Housing Data Good News for Mortgage Insurance

Mortgage insurers saw a leap in demand after the National Association of Realtors (NAR) released a report on Tuesday, Dec. 22. The report released better-than-expected home sales and increased hope that the sector wouldn’t suffer as heavy a loss as once thought from millions of defaults and foreclosures.

What is Mortgage Insurance?

Some may equate mortgage insurance with homeowners insurance, but they are not one in the same. While homeowners insurance protects the financial wellbeing of your home in the event that it succumbs to damage, mortgage insurance helps homebuyers who don’t have enough money to pay for the traditional 20-percent down payment.

The insurance is usually only required if the down payment is less than 20 percent of the sales price. Once the principal is reduced to 80 percent of the value, mortgage insurance is usually no longer required. However, in some cases, the mortgagor will default on the loan before reaching the 80 percent principal, which means the mortgage insurance company will be responsible for paying the claim.

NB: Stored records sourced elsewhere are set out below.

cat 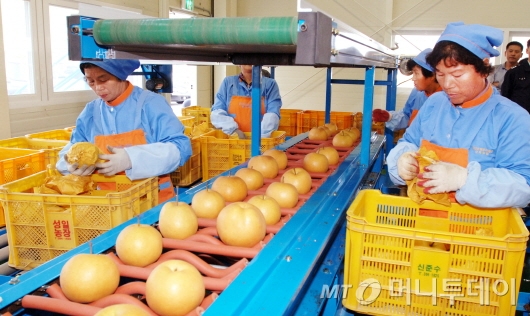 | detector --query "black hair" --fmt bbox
[261,68,271,78]
[506,41,524,50]
[426,41,493,76]
[407,58,434,78]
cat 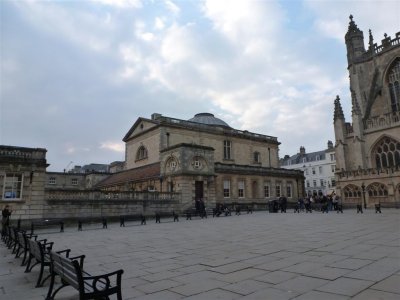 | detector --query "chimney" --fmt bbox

How the Report Affects Mortgage Insurance

The report released by the NAR last week showed that home re-sales rose 7.4 percent in November. This number more than doubled the 3.3 percent increase economists expected. This is good news for mortgage insurance because it could mean that homeowners are in a position to buy homes again and, while they may need insurance, won’t default on their loans, which would require the insurers to pay out.

Mortgage insurers have already lost a significant amount with having to pay out claims due to the surge in foreclosures over the past year.